Sanat için Toplum

76 3 0
                                    

Sayın Müzeyyen hanım, eski yazılara göz attım da 'toplum için sanat' ilkesini benimsemiş, bir tema üzerinde yoğunlaşmışım; şimdilerde 'sanat için sanat' takılan beyhude kalemim yeni bir edebi akım keşfetmiş ve mefhumunu 'sanat için toplum' olarak değiştirmiş edebiyat tarihine yeni bir akım eklemiştir. Bu nüktenin ileride ders kitaplarında yer alacağını ve bir çok öğrencinin yazılıda puan kaybı yaşayacağını idda etmekteyim! Sanatımı oluşturmam bizatihi sen kaynaklıdır e bu yüzyılda sanada toplum demek yanlış anlaşılmaz sanırım.
Yasal fuhuştan bahsetmek istiyorum bugün. Kadının dayak yerse dava açabileceği hatta adına yürüyüşlerin yapılabileceği yasal fuhuş. Legal kelimesi de uygundur. İllegal fuhuş erkeği meşru kılar kırbaçlar konuşur kadın köleleşir ve kadına şiddete hayır hikayesi askıya alınır. Dünyanın en eski mesleğini icra eden hayat kadınlarımız maalesef büyük bir boşluk içerisinde bırakılır; devleti istifaya davet ediyorum. Geleceğin Temellerini sağlam adımlarla atan, ülkemizin kalkınmasını sağlayan çorapları yırtık asil hayat kadınları.
Ve bunun legalleşmesini, sürekli hale gelmesini sağlayan hatta topluluk halinde kutlanan hatta ve hatta arabaların korna seslerinin de kutlamaya dahil edildiği müesseseyi keyfiyata 'evlilik' denmektedir! Dolaylı yoldan ücretsiz ve legal olan fuhuşa evlilik denmektedir.

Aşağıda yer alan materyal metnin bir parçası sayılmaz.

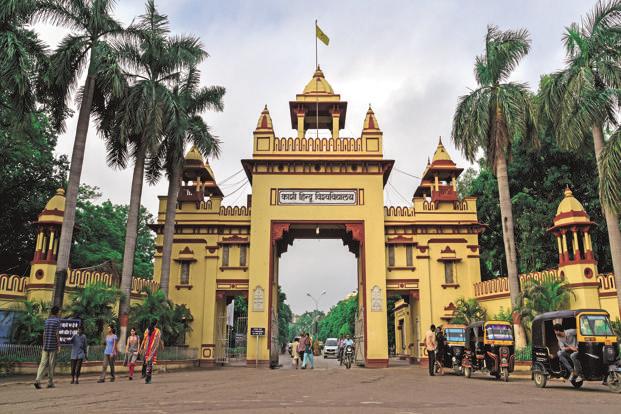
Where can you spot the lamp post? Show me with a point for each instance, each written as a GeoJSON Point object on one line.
{"type": "Point", "coordinates": [314, 323]}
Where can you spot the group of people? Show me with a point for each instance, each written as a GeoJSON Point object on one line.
{"type": "Point", "coordinates": [305, 348]}
{"type": "Point", "coordinates": [135, 349]}
{"type": "Point", "coordinates": [435, 344]}
{"type": "Point", "coordinates": [302, 348]}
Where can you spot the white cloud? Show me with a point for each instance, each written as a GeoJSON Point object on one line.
{"type": "Point", "coordinates": [410, 59]}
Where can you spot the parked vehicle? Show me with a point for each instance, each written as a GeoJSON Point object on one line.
{"type": "Point", "coordinates": [489, 348]}
{"type": "Point", "coordinates": [598, 348]}
{"type": "Point", "coordinates": [348, 356]}
{"type": "Point", "coordinates": [331, 348]}
{"type": "Point", "coordinates": [455, 346]}
{"type": "Point", "coordinates": [297, 338]}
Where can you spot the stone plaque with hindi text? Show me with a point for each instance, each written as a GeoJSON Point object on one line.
{"type": "Point", "coordinates": [317, 197]}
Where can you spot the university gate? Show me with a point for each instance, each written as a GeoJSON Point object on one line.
{"type": "Point", "coordinates": [319, 185]}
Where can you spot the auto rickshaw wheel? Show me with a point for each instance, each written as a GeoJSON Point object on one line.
{"type": "Point", "coordinates": [505, 374]}
{"type": "Point", "coordinates": [540, 379]}
{"type": "Point", "coordinates": [614, 382]}
{"type": "Point", "coordinates": [577, 384]}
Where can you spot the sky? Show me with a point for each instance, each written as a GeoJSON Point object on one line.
{"type": "Point", "coordinates": [410, 59]}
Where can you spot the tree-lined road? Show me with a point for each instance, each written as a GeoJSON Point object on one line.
{"type": "Point", "coordinates": [326, 389]}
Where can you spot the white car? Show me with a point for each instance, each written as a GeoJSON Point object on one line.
{"type": "Point", "coordinates": [331, 348]}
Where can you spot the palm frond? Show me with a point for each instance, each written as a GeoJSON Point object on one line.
{"type": "Point", "coordinates": [610, 170]}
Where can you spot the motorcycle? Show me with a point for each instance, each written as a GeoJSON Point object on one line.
{"type": "Point", "coordinates": [348, 356]}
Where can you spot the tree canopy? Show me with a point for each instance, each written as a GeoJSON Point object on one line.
{"type": "Point", "coordinates": [29, 176]}
{"type": "Point", "coordinates": [100, 234]}
{"type": "Point", "coordinates": [537, 177]}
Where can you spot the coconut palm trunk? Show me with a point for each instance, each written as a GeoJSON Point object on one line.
{"type": "Point", "coordinates": [131, 233]}
{"type": "Point", "coordinates": [169, 227]}
{"type": "Point", "coordinates": [612, 221]}
{"type": "Point", "coordinates": [508, 236]}
{"type": "Point", "coordinates": [73, 186]}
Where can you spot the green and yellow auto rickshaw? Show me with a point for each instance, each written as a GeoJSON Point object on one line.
{"type": "Point", "coordinates": [490, 348]}
{"type": "Point", "coordinates": [597, 347]}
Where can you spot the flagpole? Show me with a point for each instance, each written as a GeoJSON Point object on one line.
{"type": "Point", "coordinates": [316, 87]}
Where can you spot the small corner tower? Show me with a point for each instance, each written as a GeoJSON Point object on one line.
{"type": "Point", "coordinates": [318, 107]}
{"type": "Point", "coordinates": [371, 133]}
{"type": "Point", "coordinates": [577, 265]}
{"type": "Point", "coordinates": [264, 133]}
{"type": "Point", "coordinates": [48, 227]}
{"type": "Point", "coordinates": [198, 180]}
{"type": "Point", "coordinates": [439, 179]}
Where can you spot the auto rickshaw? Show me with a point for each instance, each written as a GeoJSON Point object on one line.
{"type": "Point", "coordinates": [453, 351]}
{"type": "Point", "coordinates": [598, 348]}
{"type": "Point", "coordinates": [489, 348]}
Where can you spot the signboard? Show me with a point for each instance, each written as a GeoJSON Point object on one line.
{"type": "Point", "coordinates": [317, 197]}
{"type": "Point", "coordinates": [258, 299]}
{"type": "Point", "coordinates": [257, 331]}
{"type": "Point", "coordinates": [68, 328]}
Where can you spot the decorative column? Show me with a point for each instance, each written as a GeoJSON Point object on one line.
{"type": "Point", "coordinates": [565, 248]}
{"type": "Point", "coordinates": [336, 116]}
{"type": "Point", "coordinates": [574, 230]}
{"type": "Point", "coordinates": [50, 249]}
{"type": "Point", "coordinates": [300, 112]}
{"type": "Point", "coordinates": [560, 249]}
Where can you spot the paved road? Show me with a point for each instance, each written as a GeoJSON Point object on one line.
{"type": "Point", "coordinates": [328, 388]}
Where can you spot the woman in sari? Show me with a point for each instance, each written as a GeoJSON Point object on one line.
{"type": "Point", "coordinates": [150, 345]}
{"type": "Point", "coordinates": [131, 351]}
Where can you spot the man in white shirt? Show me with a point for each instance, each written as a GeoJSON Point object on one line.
{"type": "Point", "coordinates": [431, 345]}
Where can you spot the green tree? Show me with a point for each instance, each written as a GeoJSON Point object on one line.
{"type": "Point", "coordinates": [94, 305]}
{"type": "Point", "coordinates": [91, 24]}
{"type": "Point", "coordinates": [29, 322]}
{"type": "Point", "coordinates": [29, 177]}
{"type": "Point", "coordinates": [173, 320]}
{"type": "Point", "coordinates": [187, 126]}
{"type": "Point", "coordinates": [468, 311]}
{"type": "Point", "coordinates": [22, 56]}
{"type": "Point", "coordinates": [152, 60]}
{"type": "Point", "coordinates": [285, 316]}
{"type": "Point", "coordinates": [100, 234]}
{"type": "Point", "coordinates": [494, 116]}
{"type": "Point", "coordinates": [582, 100]}
{"type": "Point", "coordinates": [537, 178]}
{"type": "Point", "coordinates": [340, 319]}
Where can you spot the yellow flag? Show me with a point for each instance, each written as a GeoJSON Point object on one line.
{"type": "Point", "coordinates": [321, 35]}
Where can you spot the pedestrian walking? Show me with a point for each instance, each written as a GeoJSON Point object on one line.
{"type": "Point", "coordinates": [431, 346]}
{"type": "Point", "coordinates": [51, 346]}
{"type": "Point", "coordinates": [132, 349]}
{"type": "Point", "coordinates": [78, 354]}
{"type": "Point", "coordinates": [301, 347]}
{"type": "Point", "coordinates": [109, 354]}
{"type": "Point", "coordinates": [308, 352]}
{"type": "Point", "coordinates": [295, 355]}
{"type": "Point", "coordinates": [150, 344]}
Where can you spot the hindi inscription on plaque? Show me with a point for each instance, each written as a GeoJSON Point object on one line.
{"type": "Point", "coordinates": [317, 197]}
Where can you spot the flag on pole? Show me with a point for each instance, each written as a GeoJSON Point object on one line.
{"type": "Point", "coordinates": [321, 35]}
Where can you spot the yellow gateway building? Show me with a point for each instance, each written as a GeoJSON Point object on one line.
{"type": "Point", "coordinates": [330, 188]}
{"type": "Point", "coordinates": [425, 254]}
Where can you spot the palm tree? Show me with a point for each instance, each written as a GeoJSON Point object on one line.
{"type": "Point", "coordinates": [468, 311]}
{"type": "Point", "coordinates": [542, 296]}
{"type": "Point", "coordinates": [94, 305]}
{"type": "Point", "coordinates": [582, 101]}
{"type": "Point", "coordinates": [491, 118]}
{"type": "Point", "coordinates": [153, 62]}
{"type": "Point", "coordinates": [92, 24]}
{"type": "Point", "coordinates": [22, 55]}
{"type": "Point", "coordinates": [186, 126]}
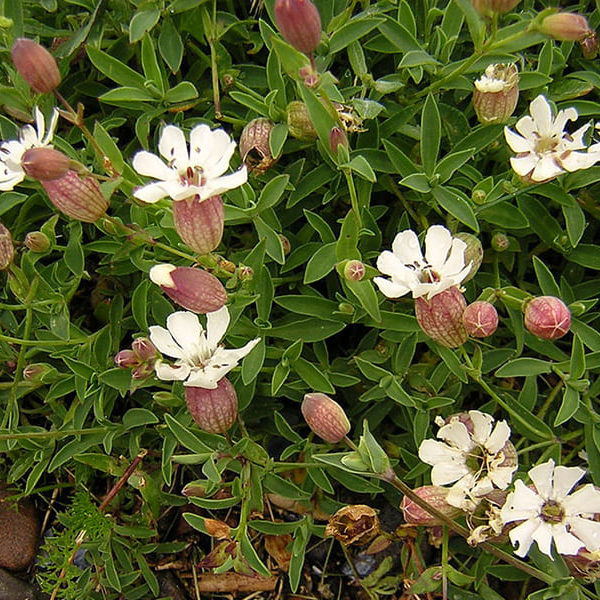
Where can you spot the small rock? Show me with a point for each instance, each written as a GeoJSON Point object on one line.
{"type": "Point", "coordinates": [20, 533]}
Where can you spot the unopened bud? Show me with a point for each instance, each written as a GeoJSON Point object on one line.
{"type": "Point", "coordinates": [566, 27]}
{"type": "Point", "coordinates": [200, 224]}
{"type": "Point", "coordinates": [440, 317]}
{"type": "Point", "coordinates": [77, 197]}
{"type": "Point", "coordinates": [354, 270]}
{"type": "Point", "coordinates": [36, 241]}
{"type": "Point", "coordinates": [496, 93]}
{"type": "Point", "coordinates": [191, 288]}
{"type": "Point", "coordinates": [480, 319]}
{"type": "Point", "coordinates": [473, 253]}
{"type": "Point", "coordinates": [215, 410]}
{"type": "Point", "coordinates": [299, 23]}
{"type": "Point", "coordinates": [254, 145]}
{"type": "Point", "coordinates": [44, 164]}
{"type": "Point", "coordinates": [434, 495]}
{"type": "Point", "coordinates": [35, 65]}
{"type": "Point", "coordinates": [325, 417]}
{"type": "Point", "coordinates": [547, 317]}
{"type": "Point", "coordinates": [7, 248]}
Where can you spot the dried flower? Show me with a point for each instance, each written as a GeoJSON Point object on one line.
{"type": "Point", "coordinates": [35, 65]}
{"type": "Point", "coordinates": [547, 317]}
{"type": "Point", "coordinates": [496, 93]}
{"type": "Point", "coordinates": [325, 417]}
{"type": "Point", "coordinates": [193, 289]}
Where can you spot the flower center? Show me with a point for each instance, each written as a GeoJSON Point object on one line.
{"type": "Point", "coordinates": [552, 512]}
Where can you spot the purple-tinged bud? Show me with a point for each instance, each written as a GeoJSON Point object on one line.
{"type": "Point", "coordinates": [144, 349]}
{"type": "Point", "coordinates": [215, 410]}
{"type": "Point", "coordinates": [473, 253]}
{"type": "Point", "coordinates": [566, 27]}
{"type": "Point", "coordinates": [440, 317]}
{"type": "Point", "coordinates": [126, 359]}
{"type": "Point", "coordinates": [325, 417]}
{"type": "Point", "coordinates": [191, 288]}
{"type": "Point", "coordinates": [254, 145]}
{"type": "Point", "coordinates": [44, 164]}
{"type": "Point", "coordinates": [200, 224]}
{"type": "Point", "coordinates": [480, 319]}
{"type": "Point", "coordinates": [547, 317]}
{"type": "Point", "coordinates": [337, 137]}
{"type": "Point", "coordinates": [7, 248]}
{"type": "Point", "coordinates": [496, 93]}
{"type": "Point", "coordinates": [299, 23]}
{"type": "Point", "coordinates": [354, 270]}
{"type": "Point", "coordinates": [434, 495]}
{"type": "Point", "coordinates": [35, 65]}
{"type": "Point", "coordinates": [36, 241]}
{"type": "Point", "coordinates": [77, 197]}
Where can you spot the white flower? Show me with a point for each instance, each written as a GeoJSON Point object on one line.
{"type": "Point", "coordinates": [442, 267]}
{"type": "Point", "coordinates": [197, 173]}
{"type": "Point", "coordinates": [476, 459]}
{"type": "Point", "coordinates": [11, 152]}
{"type": "Point", "coordinates": [550, 513]}
{"type": "Point", "coordinates": [544, 149]}
{"type": "Point", "coordinates": [201, 361]}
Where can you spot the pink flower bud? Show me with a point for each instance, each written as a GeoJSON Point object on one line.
{"type": "Point", "coordinates": [325, 417]}
{"type": "Point", "coordinates": [434, 495]}
{"type": "Point", "coordinates": [44, 164]}
{"type": "Point", "coordinates": [547, 317]}
{"type": "Point", "coordinates": [77, 197]}
{"type": "Point", "coordinates": [566, 27]}
{"type": "Point", "coordinates": [354, 270]}
{"type": "Point", "coordinates": [35, 65]}
{"type": "Point", "coordinates": [7, 249]}
{"type": "Point", "coordinates": [440, 317]}
{"type": "Point", "coordinates": [215, 410]}
{"type": "Point", "coordinates": [192, 288]}
{"type": "Point", "coordinates": [299, 23]}
{"type": "Point", "coordinates": [200, 224]}
{"type": "Point", "coordinates": [480, 319]}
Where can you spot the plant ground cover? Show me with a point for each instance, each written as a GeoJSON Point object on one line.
{"type": "Point", "coordinates": [218, 217]}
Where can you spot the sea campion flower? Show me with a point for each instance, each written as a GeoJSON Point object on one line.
{"type": "Point", "coordinates": [550, 513]}
{"type": "Point", "coordinates": [544, 149]}
{"type": "Point", "coordinates": [201, 361]}
{"type": "Point", "coordinates": [442, 267]}
{"type": "Point", "coordinates": [475, 455]}
{"type": "Point", "coordinates": [12, 151]}
{"type": "Point", "coordinates": [195, 174]}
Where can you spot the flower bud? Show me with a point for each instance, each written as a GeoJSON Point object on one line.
{"type": "Point", "coordinates": [299, 124]}
{"type": "Point", "coordinates": [325, 417]}
{"type": "Point", "coordinates": [36, 241]}
{"type": "Point", "coordinates": [487, 8]}
{"type": "Point", "coordinates": [473, 253]}
{"type": "Point", "coordinates": [215, 410]}
{"type": "Point", "coordinates": [440, 317]}
{"type": "Point", "coordinates": [566, 27]}
{"type": "Point", "coordinates": [547, 317]}
{"type": "Point", "coordinates": [126, 359]}
{"type": "Point", "coordinates": [299, 23]}
{"type": "Point", "coordinates": [480, 319]}
{"type": "Point", "coordinates": [77, 197]}
{"type": "Point", "coordinates": [35, 65]}
{"type": "Point", "coordinates": [254, 145]}
{"type": "Point", "coordinates": [434, 495]}
{"type": "Point", "coordinates": [354, 270]}
{"type": "Point", "coordinates": [7, 249]}
{"type": "Point", "coordinates": [191, 288]}
{"type": "Point", "coordinates": [200, 224]}
{"type": "Point", "coordinates": [44, 164]}
{"type": "Point", "coordinates": [496, 93]}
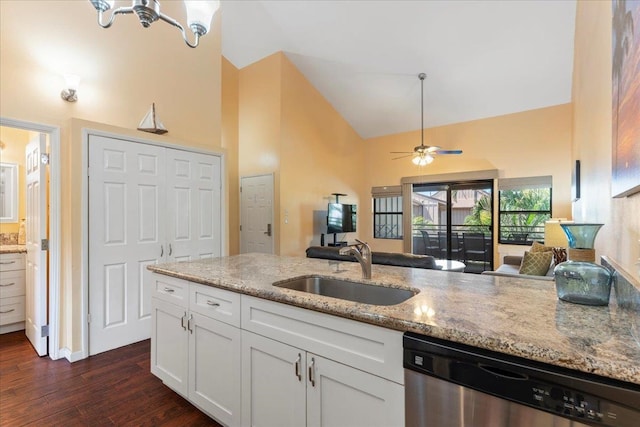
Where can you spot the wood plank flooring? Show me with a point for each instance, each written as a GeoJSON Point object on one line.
{"type": "Point", "coordinates": [115, 388]}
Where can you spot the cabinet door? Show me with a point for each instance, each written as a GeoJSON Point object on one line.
{"type": "Point", "coordinates": [169, 345]}
{"type": "Point", "coordinates": [273, 383]}
{"type": "Point", "coordinates": [194, 227]}
{"type": "Point", "coordinates": [214, 368]}
{"type": "Point", "coordinates": [339, 395]}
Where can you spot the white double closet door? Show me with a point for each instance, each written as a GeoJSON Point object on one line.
{"type": "Point", "coordinates": [147, 204]}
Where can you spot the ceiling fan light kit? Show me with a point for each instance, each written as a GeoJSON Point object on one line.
{"type": "Point", "coordinates": [423, 154]}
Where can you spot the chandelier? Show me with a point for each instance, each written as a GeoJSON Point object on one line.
{"type": "Point", "coordinates": [199, 15]}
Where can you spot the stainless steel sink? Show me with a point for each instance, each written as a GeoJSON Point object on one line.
{"type": "Point", "coordinates": [347, 290]}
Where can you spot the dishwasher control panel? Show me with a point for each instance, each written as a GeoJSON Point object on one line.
{"type": "Point", "coordinates": [586, 399]}
{"type": "Point", "coordinates": [571, 403]}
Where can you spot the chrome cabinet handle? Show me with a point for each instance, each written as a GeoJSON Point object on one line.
{"type": "Point", "coordinates": [298, 360]}
{"type": "Point", "coordinates": [182, 319]}
{"type": "Point", "coordinates": [312, 377]}
{"type": "Point", "coordinates": [189, 323]}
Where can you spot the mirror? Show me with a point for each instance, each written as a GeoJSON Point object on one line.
{"type": "Point", "coordinates": [8, 192]}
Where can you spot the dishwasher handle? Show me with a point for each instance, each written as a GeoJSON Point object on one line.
{"type": "Point", "coordinates": [503, 373]}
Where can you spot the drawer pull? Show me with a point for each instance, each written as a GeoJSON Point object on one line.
{"type": "Point", "coordinates": [298, 360]}
{"type": "Point", "coordinates": [312, 375]}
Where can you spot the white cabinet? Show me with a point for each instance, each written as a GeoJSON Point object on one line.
{"type": "Point", "coordinates": [147, 204]}
{"type": "Point", "coordinates": [12, 292]}
{"type": "Point", "coordinates": [195, 345]}
{"type": "Point", "coordinates": [286, 386]}
{"type": "Point", "coordinates": [308, 368]}
{"type": "Point", "coordinates": [246, 361]}
{"type": "Point", "coordinates": [273, 383]}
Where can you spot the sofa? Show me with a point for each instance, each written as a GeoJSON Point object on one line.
{"type": "Point", "coordinates": [511, 268]}
{"type": "Point", "coordinates": [382, 258]}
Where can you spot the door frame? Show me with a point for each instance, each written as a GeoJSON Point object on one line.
{"type": "Point", "coordinates": [273, 196]}
{"type": "Point", "coordinates": [54, 227]}
{"type": "Point", "coordinates": [86, 132]}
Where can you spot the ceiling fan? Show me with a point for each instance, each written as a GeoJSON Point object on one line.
{"type": "Point", "coordinates": [423, 154]}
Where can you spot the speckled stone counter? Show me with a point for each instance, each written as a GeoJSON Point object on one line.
{"type": "Point", "coordinates": [521, 317]}
{"type": "Point", "coordinates": [13, 249]}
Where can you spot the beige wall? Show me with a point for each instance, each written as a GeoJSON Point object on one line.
{"type": "Point", "coordinates": [15, 141]}
{"type": "Point", "coordinates": [321, 154]}
{"type": "Point", "coordinates": [530, 143]}
{"type": "Point", "coordinates": [619, 238]}
{"type": "Point", "coordinates": [124, 69]}
{"type": "Point", "coordinates": [289, 129]}
{"type": "Point", "coordinates": [259, 118]}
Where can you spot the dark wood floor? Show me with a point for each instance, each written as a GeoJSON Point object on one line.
{"type": "Point", "coordinates": [114, 388]}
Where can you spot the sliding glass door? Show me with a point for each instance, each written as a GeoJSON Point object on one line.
{"type": "Point", "coordinates": [454, 221]}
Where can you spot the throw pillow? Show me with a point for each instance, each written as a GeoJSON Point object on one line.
{"type": "Point", "coordinates": [539, 247]}
{"type": "Point", "coordinates": [536, 263]}
{"type": "Point", "coordinates": [559, 255]}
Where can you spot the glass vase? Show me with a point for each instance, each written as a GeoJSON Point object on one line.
{"type": "Point", "coordinates": [582, 281]}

Ama bilmezler bendeki bu aşk: bir imzaya, bir kaç korna sesine, avuç içi kınasına, halaya ve mendile, altına ve sandığa sığmaz! Ama bilmez alemi dünya bizim savaşımız ruhani bir savaş ve ben bitmiş bir savaşta hâlâ galip olmaya çalışıyorum.
Saygıdeğer sevgideğmez Müzeyyen hanım savaş bitti bunu bana öğretmelisiniz. Bu savaşın -bitmiş de olsa- kaderini değiştirebilirim mamafih gel görki bunu yapmayacağım, çünkü ne sen inanırsın ne ben anlatabilirim. Vicdani muharebende beni suçlu kılan tüm nedenleri rafa kaldırabilirim velakin sen beni rafa kaldırdın, sen beni hiç ettin, benim gerçekliğim hiç oldu, kusura kalma ama ruhum bu yolda piç oldu, hikayemiz çok farklı Müzeyyen ve bunu hiçbir kağıda yazmayacağım, hiçbir çay ocağı dayısına bahsetmeyeceğim, iki kelam edersem yalan diyeceksin öyle zaten benim tüm kelimelerim sana kurulu, yalan diyeceksin öyle zaten...
Konumuzdan sapmazsak diyeceğim şudur ağabeyler, ablalar evlilik kapitalizmin ilk insanla doğduğu müessesedir. Saygılar ve bir nebze sevgiler.